3 January 2014
The entropy of nations
by Will Parker
In his book The Wealth of Nations, Adam Smith argued that as individuals strive to maximize their advantage in life, they inadvertently contribute - as if under the influence of a "hidden hand"- to an aggregate disposition of wealth. Victor Yakovenko, a scientist at the Joint Quantum Institute, thinks that if Smith were a physicist, he might compare people (or nations) to molecules and replace the "hidden hand" with "thermodynamic process." The new work appears in the Journal Entropy.
Yakovenko says the distribution of energies among molecules in a gas and the distribution of per-capita energy consumption among nations both obey an exponential law. That is, the likelihood of having a certain energy value is proportional to e^(-E/kT), where T is the temperature and k is a proportionality factor called Boltzmann's constant. Temperature, in this case, is taken to be the average national per-capita energy consumption in the world.
Studies of world energy consumption often feature plots of energy consumption or population over time. Yakovenko and his colleagues graphed the data in another way, using a Lorenz plot, where both the vertical and horizontal axes are dimensionless. The figure below shows data curves for four years - 1980, 1990, 2000, and 2010. The progression of curves is toward a fifth curve which stands for the idealized exponential behavior.
This fifth curve corresponds to a state of maximum entropy in the distribution of energy. Entropy is not merely a synonym for disorder. Rather, entropy is a measure of the number of different ways a system can exist. If, for example, $100 was to be divided among ten people, total equality would dictate that each person received $10. In the figure above, this is represented by the solid diagonal line. Maximum inequality would be equivalent to giving all $100 to one person. This would be represented by a curve that hugged the horizontal axis and then proceeded straight up the rightmost vertical axis.
Statistically, both of these scenarios are rather unlikely.
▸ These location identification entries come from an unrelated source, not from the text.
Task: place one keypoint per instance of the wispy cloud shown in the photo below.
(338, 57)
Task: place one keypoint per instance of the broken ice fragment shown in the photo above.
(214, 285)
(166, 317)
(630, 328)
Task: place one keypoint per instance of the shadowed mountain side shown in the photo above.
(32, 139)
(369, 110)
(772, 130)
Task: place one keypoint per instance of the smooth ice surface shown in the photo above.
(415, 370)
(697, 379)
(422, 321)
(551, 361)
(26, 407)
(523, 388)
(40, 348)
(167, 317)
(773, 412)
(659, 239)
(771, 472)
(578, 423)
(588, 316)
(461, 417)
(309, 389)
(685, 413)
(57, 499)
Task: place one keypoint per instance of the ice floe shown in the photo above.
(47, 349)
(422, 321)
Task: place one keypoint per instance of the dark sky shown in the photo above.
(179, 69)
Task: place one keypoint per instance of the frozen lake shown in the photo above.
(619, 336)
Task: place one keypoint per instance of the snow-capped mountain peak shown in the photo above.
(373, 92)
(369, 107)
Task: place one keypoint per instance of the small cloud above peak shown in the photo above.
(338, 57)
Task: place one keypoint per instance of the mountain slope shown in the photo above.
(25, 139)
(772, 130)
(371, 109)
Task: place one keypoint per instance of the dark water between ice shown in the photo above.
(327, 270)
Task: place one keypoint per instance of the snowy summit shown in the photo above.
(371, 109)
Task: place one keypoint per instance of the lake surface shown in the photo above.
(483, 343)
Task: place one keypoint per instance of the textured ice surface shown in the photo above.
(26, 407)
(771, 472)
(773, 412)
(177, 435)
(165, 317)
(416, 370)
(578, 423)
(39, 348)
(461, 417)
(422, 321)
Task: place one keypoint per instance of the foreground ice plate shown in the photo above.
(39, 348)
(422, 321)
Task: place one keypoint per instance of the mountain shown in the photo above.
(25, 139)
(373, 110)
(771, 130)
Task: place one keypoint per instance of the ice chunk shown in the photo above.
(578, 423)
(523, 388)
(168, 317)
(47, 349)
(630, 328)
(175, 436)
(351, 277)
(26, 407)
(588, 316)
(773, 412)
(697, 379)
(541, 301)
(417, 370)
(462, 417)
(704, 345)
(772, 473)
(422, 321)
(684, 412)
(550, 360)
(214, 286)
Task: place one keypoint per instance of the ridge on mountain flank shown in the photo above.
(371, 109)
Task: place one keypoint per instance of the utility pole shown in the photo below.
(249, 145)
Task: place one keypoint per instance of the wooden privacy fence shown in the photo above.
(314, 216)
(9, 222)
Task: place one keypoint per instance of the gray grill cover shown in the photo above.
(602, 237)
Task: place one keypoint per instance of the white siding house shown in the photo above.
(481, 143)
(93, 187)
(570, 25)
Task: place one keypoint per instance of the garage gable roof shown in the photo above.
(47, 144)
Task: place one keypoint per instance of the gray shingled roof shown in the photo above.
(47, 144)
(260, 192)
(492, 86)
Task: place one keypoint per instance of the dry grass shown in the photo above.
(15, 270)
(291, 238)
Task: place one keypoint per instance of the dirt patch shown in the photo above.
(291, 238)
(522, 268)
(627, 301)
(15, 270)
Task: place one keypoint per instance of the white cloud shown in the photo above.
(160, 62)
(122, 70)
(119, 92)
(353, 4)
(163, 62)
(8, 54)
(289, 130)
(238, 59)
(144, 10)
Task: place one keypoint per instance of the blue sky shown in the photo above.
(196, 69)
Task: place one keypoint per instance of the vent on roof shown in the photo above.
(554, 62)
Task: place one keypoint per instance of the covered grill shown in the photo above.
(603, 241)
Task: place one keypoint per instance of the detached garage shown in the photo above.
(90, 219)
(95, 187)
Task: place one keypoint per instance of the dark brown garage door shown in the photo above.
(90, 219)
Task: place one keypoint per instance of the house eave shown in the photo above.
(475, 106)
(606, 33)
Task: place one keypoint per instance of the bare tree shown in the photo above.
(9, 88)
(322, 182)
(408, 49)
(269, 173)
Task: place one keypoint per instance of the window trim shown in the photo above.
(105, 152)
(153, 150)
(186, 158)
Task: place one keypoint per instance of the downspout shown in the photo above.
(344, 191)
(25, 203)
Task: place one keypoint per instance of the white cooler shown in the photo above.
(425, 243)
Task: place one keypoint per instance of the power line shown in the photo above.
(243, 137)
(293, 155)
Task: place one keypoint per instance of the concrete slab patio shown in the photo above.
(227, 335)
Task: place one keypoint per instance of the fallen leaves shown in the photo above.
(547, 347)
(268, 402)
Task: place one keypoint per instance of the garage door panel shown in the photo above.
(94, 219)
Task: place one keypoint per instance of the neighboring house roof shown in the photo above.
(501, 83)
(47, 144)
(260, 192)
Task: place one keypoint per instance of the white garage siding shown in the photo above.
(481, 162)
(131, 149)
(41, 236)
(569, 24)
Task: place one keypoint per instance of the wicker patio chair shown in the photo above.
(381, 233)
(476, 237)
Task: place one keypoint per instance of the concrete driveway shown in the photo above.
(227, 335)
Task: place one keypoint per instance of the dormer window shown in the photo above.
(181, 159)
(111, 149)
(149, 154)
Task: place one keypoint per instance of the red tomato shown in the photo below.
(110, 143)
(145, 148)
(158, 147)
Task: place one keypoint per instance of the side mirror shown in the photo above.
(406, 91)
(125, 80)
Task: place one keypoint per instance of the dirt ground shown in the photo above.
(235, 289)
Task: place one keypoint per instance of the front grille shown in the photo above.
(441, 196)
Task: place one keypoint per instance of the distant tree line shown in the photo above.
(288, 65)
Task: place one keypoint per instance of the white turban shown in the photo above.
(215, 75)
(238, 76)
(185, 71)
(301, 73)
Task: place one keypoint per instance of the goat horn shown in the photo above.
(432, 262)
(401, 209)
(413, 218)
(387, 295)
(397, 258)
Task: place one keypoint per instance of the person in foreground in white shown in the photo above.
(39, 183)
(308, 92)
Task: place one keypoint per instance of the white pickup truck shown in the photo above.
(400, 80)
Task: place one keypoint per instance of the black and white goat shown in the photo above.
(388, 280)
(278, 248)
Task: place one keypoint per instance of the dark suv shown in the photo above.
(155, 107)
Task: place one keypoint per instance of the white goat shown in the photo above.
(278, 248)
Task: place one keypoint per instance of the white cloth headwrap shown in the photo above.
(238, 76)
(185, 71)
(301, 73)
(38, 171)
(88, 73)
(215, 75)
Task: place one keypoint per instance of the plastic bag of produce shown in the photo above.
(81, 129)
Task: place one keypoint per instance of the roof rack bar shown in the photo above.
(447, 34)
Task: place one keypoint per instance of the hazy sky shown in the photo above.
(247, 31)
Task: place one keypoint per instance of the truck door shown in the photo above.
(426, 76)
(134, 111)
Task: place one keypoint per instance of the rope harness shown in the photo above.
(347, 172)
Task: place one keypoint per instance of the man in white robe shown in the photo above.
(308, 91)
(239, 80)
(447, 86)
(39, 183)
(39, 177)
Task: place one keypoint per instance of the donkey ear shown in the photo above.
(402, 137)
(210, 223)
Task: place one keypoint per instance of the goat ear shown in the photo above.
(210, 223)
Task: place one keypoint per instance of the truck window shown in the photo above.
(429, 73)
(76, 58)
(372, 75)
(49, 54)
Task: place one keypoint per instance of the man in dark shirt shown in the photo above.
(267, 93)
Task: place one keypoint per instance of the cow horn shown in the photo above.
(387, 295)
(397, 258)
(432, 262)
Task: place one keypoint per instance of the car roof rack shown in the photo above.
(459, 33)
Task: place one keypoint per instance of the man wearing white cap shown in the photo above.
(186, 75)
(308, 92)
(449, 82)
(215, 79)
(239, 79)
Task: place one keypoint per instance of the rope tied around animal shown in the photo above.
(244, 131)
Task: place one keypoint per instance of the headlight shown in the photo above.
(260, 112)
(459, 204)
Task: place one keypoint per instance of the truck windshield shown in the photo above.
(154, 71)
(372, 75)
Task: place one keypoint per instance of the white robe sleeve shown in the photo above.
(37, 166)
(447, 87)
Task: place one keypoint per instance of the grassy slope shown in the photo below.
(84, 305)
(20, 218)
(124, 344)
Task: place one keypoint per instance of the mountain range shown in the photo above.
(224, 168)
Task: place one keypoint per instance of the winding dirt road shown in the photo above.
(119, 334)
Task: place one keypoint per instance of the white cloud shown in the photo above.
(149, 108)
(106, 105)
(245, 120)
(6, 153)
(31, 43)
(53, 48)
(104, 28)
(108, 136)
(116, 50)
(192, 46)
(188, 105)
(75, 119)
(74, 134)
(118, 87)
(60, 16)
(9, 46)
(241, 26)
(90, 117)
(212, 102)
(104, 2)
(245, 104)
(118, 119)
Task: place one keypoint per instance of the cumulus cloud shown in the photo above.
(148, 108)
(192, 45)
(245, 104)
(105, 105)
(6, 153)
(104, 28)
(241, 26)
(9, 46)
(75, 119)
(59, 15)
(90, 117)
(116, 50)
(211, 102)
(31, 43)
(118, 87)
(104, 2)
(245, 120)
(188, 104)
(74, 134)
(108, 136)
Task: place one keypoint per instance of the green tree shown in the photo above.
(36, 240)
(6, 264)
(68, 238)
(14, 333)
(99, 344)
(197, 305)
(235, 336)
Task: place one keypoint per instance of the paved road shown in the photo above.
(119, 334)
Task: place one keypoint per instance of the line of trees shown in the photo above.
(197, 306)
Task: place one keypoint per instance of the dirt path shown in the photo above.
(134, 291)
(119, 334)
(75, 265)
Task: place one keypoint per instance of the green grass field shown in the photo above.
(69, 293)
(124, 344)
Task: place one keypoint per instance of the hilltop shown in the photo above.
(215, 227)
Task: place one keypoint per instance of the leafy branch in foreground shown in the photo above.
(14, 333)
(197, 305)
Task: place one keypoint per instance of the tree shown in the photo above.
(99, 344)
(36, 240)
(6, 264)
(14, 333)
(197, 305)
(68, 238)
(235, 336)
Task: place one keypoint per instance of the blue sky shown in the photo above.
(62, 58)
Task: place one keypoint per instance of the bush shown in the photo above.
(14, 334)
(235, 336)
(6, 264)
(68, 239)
The bulk of possible divisions of $100 would look more like this example: person 1 gets $27, person 2 gets $15, and so forth down to person 10, who receives only $3. The black curve in the above figure represents this middle case, where, in the competition for scarce energy resources, neither total equality nor total inequality reigns.
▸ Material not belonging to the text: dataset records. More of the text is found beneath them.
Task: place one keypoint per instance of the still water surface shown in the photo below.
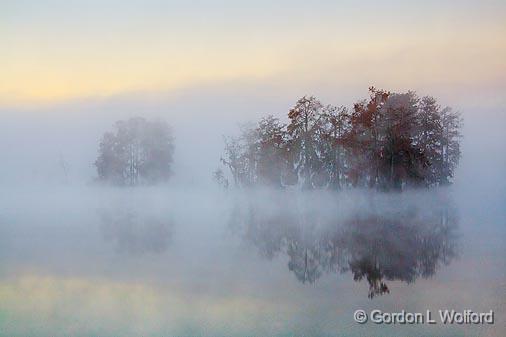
(154, 262)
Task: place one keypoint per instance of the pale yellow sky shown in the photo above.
(65, 51)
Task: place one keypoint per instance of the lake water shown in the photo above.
(89, 261)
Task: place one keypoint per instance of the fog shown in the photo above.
(189, 258)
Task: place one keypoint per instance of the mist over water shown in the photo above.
(188, 258)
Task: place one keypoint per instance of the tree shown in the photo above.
(391, 141)
(334, 130)
(137, 151)
(304, 130)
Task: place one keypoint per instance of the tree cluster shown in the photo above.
(138, 151)
(388, 141)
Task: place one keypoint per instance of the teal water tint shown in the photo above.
(153, 262)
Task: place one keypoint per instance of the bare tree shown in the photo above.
(137, 151)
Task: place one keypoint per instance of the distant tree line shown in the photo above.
(388, 141)
(138, 151)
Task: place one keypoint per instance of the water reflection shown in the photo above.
(136, 232)
(377, 245)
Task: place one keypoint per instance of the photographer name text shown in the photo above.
(445, 316)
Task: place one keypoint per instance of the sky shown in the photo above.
(56, 51)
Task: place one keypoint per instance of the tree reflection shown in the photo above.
(377, 246)
(135, 232)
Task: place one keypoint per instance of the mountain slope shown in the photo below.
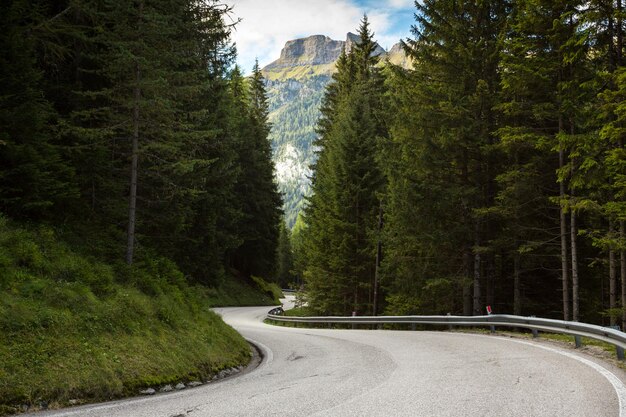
(295, 85)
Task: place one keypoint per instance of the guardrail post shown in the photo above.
(535, 331)
(578, 341)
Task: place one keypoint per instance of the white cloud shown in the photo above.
(401, 4)
(266, 25)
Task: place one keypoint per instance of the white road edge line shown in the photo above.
(618, 385)
(268, 355)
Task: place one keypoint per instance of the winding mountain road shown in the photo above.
(315, 372)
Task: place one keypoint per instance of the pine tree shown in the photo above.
(256, 188)
(35, 182)
(343, 210)
(443, 158)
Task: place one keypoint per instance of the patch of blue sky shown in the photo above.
(267, 24)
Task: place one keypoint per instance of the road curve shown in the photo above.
(315, 372)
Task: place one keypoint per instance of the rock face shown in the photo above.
(314, 50)
(295, 84)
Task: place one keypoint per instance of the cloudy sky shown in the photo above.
(267, 24)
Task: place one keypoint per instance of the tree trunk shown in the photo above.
(132, 211)
(612, 286)
(622, 261)
(476, 298)
(575, 299)
(132, 206)
(563, 221)
(379, 254)
(517, 293)
(620, 34)
(467, 293)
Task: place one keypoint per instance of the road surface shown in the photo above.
(316, 372)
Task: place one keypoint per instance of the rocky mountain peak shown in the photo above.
(313, 50)
(354, 39)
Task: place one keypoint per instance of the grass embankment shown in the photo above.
(73, 328)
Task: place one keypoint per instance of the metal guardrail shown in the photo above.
(576, 329)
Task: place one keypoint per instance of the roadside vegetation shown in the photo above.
(75, 329)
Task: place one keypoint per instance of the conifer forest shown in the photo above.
(492, 172)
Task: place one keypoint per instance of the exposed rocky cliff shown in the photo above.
(296, 83)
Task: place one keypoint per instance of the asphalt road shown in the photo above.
(309, 372)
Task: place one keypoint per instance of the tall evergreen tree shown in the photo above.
(257, 189)
(347, 186)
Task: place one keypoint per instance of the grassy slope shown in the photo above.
(75, 328)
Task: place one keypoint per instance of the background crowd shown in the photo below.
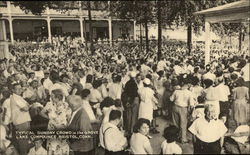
(119, 91)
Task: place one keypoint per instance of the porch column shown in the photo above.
(81, 28)
(10, 22)
(110, 31)
(49, 29)
(207, 42)
(3, 30)
(134, 30)
(11, 30)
"The labels along the curves are a stark reminder that some nations get much more than the average and some nations much less," said Yakovenko. "The slope of the curve at any one point corresponds to the per-capita energy consumption. So the upper right of each curve is inhabited by the high-consuming nations: USA, Russia, France, UK. And the lower-left, lower-slope positions on the curve include Brazil and India. The movement of China upwards on the curve is the most dramatic change over the past 40 years."
The inequality between the haves and have-nots is often characterized by a factor called the Gini coefficient (G), defined as area between the Lorenz curve and the solid diagonal line divided by half the area beneath the diagonal line. G is then somewhere between 0 and 1, where 0 corresponds to perfect equality and 1 to perfect inequality. The curve corresponding to the maximum-entropy condition has a G value of 0.5.
Yakovenko's team calculated and graphed G over time, showing how G has dropped over the years. In other words, inequality in energy consumption among the nations has been falling. But the new study suggests that the trend toward lesser inequality in energy consumption will start stalling out, as the energy consumption distribution begins to approach full exponential behavior.
Is this because of the applicability of the laws of thermodynamics to national energy consumption? Are some nations destined to be rich and others poor? "Maybe not," says Yakovenko, who believes renewable sources of energy could be a wild card. "These graphs apply to a well-mixed, globalized world, where a finite pool of fossil fuels is redistributable on a global scale. If the world switches to locally-produced and locally-consumed renewable energy and stops reshuffling the deck of cards [fossil fuels], then... inequality can be lowered further. After all, the Sun shines roughly equally on everybody."